Ta ważna część pracy w tym przypadku jest wyjątkowo klarowna. Oto już w pierwszej chwili, zapoznając się z pozycją, patrząc na gustowną okładkę, uświadamiamy sobie, że będzie ona traktowała o jakże znanych nam Celtach, Germanach i rzecz jasna wikingach. Jednakże po jakimś czasie pojawi się refleksja z pytaniem, dlaczego właśnie „wikingowie”? Pytanie wyda się banalne, wręcz niedorzeczne i postawi stawiającego je w świetle dyletanctwa, osoby słabo wykształconej czy wręcz czepiającej się tak oczywistej sprawy. Tymczasem doskonale wiemy, że wikingowie (ci, którzy parali się vikingiem, a więc sezonową wyprawą morską, bardzo często łupieżczą, ale też kupiecką, handlową, kolonizatorską a nawet naukową) pochodzili z terenów dzisiejszej Skandynawii, czyli Norwegii, Szwecji, Danii, a także Islandii, Grenlandii, Rusi, Szetlandów, Wysp Brytyjskich, Irlandii, Szkocji i Normandii. Trzeba zatem zadać sobie jeszcze jedno pytanie, czy aby każdy Skandynaw był wikingiem? Naturalnie, był to fach niezwykle często spotykany, bardzo zacny, a ten, który decydował się na viking, wśród swoich bywał szanowany. Oczywiście też viking dawał bogactwo i sprawiał, że osoba parająca się nim, znacznie „ewoluowała„ materialnie i społecznie. Ale przecież nie sposób jednoznacznie orzec, że każdy z mieszkańców wymienionych krajów Skandynawii parał się tylko i wyłącznie tym zajęciem, tym bardziej, że należało ono do sezonowych, chwilowych, uprawianych w ściśle określonym czasie w roku. Aby nie przedłużać zbytnio wypowiedzi na temat tak fascynującego zawodu, jakim było „wikingowanie„, należy zwrócić uwagę, że sam tytuł recenzowanego tutaj leksykonu niesie ze sobą pewną nieścisłość wynikającą z tego, że owych wikingów (na szczęście polska tłumaczka, Paulina Rusinek, zapisała ten termin z małej litery ”w”) zaczęto traktować jako związek etniczny wywodzący się ze Skandynawii. Takie postrzeganie tego problemu nie ma żadnego poparcia we współczesnej nauce nordystycznej1.

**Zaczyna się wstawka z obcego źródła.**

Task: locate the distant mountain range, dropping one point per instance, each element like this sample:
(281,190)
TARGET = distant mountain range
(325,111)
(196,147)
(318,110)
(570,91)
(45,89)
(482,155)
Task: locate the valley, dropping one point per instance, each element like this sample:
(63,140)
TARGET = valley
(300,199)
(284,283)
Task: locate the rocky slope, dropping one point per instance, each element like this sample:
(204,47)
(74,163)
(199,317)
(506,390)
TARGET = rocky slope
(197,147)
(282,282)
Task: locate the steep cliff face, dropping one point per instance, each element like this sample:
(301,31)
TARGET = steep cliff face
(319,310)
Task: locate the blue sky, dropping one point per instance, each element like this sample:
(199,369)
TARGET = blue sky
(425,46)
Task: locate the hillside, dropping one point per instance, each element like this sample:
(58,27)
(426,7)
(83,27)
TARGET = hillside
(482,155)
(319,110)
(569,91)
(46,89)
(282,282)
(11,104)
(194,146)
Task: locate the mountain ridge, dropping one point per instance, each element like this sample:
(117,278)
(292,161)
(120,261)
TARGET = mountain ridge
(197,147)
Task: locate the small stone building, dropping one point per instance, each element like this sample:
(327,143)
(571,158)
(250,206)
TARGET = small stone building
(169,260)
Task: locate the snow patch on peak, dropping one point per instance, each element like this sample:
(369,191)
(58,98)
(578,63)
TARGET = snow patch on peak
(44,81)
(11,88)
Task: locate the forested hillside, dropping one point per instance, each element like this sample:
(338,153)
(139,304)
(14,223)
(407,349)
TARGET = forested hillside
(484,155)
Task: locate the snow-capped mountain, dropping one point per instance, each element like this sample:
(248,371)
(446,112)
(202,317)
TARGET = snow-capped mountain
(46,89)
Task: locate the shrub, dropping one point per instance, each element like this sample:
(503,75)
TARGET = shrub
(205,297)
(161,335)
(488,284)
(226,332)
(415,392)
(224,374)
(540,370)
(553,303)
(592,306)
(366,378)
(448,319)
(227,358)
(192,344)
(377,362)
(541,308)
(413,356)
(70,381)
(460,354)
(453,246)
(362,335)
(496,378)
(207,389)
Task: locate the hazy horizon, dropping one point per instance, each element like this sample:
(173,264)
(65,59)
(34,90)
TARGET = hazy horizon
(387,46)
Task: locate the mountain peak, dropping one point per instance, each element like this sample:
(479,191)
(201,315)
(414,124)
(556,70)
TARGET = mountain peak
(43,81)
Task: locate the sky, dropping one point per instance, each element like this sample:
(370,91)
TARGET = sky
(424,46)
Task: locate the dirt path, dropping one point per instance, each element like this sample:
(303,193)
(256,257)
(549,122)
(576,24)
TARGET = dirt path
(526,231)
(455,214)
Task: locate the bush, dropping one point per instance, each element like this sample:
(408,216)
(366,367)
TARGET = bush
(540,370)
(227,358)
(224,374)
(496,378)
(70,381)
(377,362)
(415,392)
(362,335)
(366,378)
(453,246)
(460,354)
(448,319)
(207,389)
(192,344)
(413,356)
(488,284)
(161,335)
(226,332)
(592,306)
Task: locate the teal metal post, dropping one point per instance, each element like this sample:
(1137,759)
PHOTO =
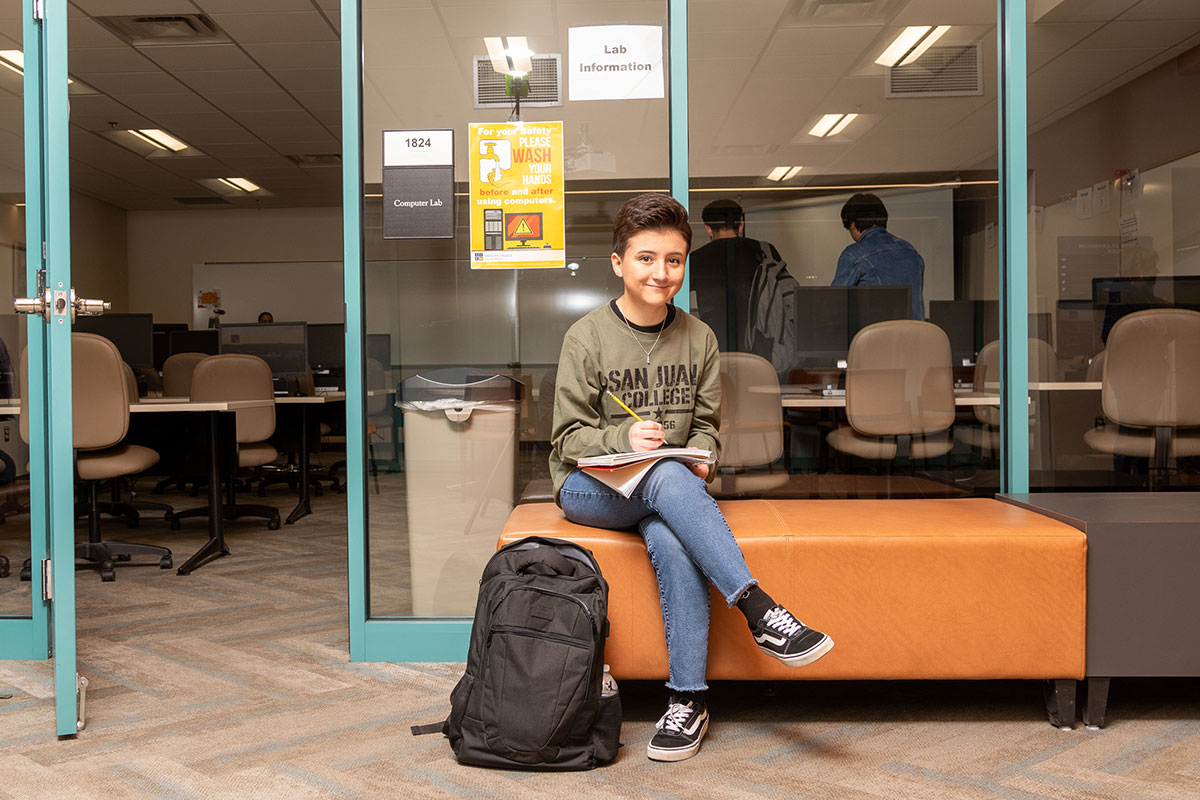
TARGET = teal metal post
(355,308)
(1014,253)
(58,380)
(677,53)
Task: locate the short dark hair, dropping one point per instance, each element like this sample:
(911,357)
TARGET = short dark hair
(723,214)
(864,211)
(649,212)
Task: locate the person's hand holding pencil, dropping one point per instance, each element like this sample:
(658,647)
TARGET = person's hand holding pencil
(643,434)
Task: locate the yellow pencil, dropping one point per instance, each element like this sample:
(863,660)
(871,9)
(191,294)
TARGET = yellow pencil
(623,405)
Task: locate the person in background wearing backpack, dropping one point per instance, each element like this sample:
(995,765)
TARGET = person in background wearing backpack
(665,364)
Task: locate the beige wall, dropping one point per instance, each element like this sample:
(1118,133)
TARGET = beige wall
(165,245)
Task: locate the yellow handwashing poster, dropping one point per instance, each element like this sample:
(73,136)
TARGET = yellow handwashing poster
(516,196)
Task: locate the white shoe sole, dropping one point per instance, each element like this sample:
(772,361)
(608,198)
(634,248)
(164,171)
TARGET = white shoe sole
(678,755)
(803,659)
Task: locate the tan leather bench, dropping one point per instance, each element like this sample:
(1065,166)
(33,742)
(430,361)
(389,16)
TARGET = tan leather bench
(909,589)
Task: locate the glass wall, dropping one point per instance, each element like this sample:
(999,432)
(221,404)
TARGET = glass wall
(15,595)
(461,361)
(1114,242)
(844,187)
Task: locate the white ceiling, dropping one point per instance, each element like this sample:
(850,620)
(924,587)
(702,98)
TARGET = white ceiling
(760,73)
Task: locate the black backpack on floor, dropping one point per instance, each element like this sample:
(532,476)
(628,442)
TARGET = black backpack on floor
(531,697)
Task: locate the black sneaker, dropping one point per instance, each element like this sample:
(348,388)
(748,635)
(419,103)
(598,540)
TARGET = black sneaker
(679,732)
(783,636)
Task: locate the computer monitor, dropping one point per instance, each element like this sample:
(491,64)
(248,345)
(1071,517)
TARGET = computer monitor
(827,318)
(203,341)
(283,346)
(379,349)
(327,346)
(132,335)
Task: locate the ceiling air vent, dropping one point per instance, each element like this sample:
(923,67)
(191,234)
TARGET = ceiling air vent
(202,200)
(943,71)
(545,83)
(316,160)
(144,30)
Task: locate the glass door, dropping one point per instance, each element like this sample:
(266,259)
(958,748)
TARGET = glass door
(39,525)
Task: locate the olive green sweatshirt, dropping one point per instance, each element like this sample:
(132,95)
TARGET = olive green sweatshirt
(678,385)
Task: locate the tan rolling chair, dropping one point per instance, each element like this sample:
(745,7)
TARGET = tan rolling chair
(899,394)
(1151,388)
(100,421)
(238,377)
(751,431)
(177,373)
(1043,367)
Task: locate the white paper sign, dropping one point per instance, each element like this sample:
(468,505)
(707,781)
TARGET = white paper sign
(615,62)
(418,148)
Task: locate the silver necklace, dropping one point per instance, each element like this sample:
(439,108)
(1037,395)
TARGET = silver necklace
(661,325)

Zakres chronologiczny leksykonu jest ogromny, ponieważ obejmuje tematykę zamkniętą w cezurach od okresu halsztackiego (Hallstatt C1a) do końca epoki wikińskiej, a więc do XI w. Uwzględniając jednak czasy chrystianizacji Skandynawii, a więc w pojęciu R. Gianaddy czasy wikingów, i postępujących z tego stanu rzeczy zmian, wymienia się też XII i XIII stulecia, a nawet XIV i XV (jak w przypadku skandynawskich manuskryptów). Zasadniczo jednak cezury chronologiczne leksykonu zamknąć należy na VII/VI w. p.n.e. – XI w. n.e. Składają się zatem na nie epoki prehistoryczna, starożytność i średniowiecze.

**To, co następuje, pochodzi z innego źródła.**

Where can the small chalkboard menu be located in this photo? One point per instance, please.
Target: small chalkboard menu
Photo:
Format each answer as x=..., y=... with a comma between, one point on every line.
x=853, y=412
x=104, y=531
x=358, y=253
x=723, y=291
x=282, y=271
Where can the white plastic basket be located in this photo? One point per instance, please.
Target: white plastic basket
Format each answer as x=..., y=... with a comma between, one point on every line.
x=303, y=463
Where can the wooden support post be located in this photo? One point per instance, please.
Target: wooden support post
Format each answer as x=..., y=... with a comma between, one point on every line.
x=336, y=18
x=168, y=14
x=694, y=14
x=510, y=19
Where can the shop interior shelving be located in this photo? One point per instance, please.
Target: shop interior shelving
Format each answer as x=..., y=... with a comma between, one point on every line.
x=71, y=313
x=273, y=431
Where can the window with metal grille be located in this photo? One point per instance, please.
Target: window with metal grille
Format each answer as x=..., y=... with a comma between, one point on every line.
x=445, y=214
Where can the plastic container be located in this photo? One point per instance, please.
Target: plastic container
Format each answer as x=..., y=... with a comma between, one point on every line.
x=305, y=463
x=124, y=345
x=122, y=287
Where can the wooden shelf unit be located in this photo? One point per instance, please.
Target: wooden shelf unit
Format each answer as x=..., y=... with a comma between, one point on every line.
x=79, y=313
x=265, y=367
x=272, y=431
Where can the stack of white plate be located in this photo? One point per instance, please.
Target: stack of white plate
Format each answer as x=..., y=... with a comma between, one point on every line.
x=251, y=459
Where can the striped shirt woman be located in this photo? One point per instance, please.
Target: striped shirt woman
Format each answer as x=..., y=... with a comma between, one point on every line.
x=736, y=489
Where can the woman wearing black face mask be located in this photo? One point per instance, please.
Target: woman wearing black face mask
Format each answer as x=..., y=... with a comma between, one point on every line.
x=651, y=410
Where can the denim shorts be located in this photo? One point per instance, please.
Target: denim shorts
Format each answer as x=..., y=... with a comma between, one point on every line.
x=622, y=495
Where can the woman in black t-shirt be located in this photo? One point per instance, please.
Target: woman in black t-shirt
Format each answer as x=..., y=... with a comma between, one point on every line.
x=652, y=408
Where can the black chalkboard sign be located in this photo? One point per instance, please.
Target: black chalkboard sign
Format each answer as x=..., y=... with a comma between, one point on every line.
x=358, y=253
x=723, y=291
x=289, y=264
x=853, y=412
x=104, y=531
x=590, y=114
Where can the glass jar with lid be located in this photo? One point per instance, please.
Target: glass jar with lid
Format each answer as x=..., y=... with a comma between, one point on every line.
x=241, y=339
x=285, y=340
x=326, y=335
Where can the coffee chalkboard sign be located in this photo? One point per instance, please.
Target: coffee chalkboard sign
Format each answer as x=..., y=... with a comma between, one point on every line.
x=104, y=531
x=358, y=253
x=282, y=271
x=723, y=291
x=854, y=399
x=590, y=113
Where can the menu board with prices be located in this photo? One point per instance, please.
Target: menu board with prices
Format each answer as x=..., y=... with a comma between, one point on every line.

Aby nie być gołosłownym, należy wywiązać się z obietnicy i powrócić jeszcze raz do budowy leksykonowej książki R. Gianaddy; a więc czy taka różnorodność pomocy w czasie korzystania z pracy ułatwia ją czy nie? I tak, i nie. Tak, jeśli idzie o zasadę ich zastosowania, tzn. im więcej ich jest, tym lepiej poznajemy omawiane zagadnienia. Czasami jednak jesteśmy zasypywani owymi informacjami w „dodatkach” do tego stopnia, że niektóre wiadomości niepotrzebnie powtarzają się (zob. s. 252: instrument càrnyx; 269 i 171: Walhalla). Zatem zabrakło wywarzenia i odpowiedniego dawkowania informacji.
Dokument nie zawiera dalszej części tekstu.